Können die kleinen Hersteller alleine überleben?
BMW wie Mercedes haben im November gegenüber dem Vorjahr ein Viertel weniger Autos verkauft. Porsche ergeht es kaum besser, nur wird die Misere dort von dem Milliarden stiftenden VW-Coup überdeckt. Für das Kerngeschäft rechnet man auch in Zuffenhausen mit düsteren Zeiten. „Der Abwärtstrend wird sich in den nächsten Monaten noch beschleunigen“, ist allerorten von der Vertriebsfront zu hören. Was im Frühjahr an Autos ausgeliefert wird, müsste jetzt bestellt werden - wird es aber nicht. Die Autohäuser sind leer, die Lager voll. Die Hersteller korrigieren die internen Planzahlen für 2009 stetig nach unten, manchmal mehrmals binnen eines Tages, berichten Zulieferer. Schon wird in der Branche diskutiert, ob so feine, aber im Weltmaßstab kleine Marken wie BMW und Mercedes als eigenständige Hersteller überleben können, zumal der Börsenwert bereits bedenklich geschrumpft ist.
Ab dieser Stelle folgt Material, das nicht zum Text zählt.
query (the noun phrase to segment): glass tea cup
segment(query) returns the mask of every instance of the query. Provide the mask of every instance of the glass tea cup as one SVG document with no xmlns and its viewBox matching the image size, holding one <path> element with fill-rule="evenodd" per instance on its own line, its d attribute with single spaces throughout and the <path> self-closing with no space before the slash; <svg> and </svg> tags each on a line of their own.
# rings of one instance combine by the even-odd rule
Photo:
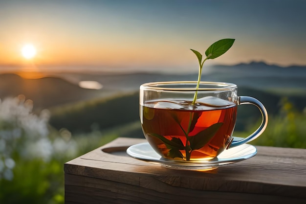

Nach den Feiertagen droht die Kurzarbeit
Er könne nicht absehen, wenn der Sturm vorüber sei, gestand BMW-Chef Norbert Reithofer seiner Mannschaft am vorigen Donnerstag in einer Betriebsversammlung. Die Stimmung in der Fabrikhalle war ernst, der Lage angemessen. Frühestens im zweiten Halbjahr 2009 rechnen sie bei BMW mit einer anziehenden Nachfrage. So lange hilft nur eines: Die Produktion wird gedrosselt. Im Münchner Stammwerk ruht seit Freitag die Arbeit. Fünf Wochen Weihnachtspause hat der Konzern angeordnet, wie ein BMW-Sprecher bestätigt. Eine ausgiebige Ruhe über die Feiertage ist das erste Mittel, mit dem Schock fertig zu werden, der Abbau von Arbeitszeitkonten das nächste. Wenn die abgeräumt sind, droht Kurzarbeit: Mercedes hat jetzt entsprechende Pläne auf alle Standorte ausgeweitet. Mehrere zehntausend Mitarbeiter sind betroffen. Auch BMW schließt solche Schritte nicht mehr aus - so wenig wie einen weiteren Stellenabbau, nachdem dieses Jahr bereits 8100 Jobs gestrichen wurden.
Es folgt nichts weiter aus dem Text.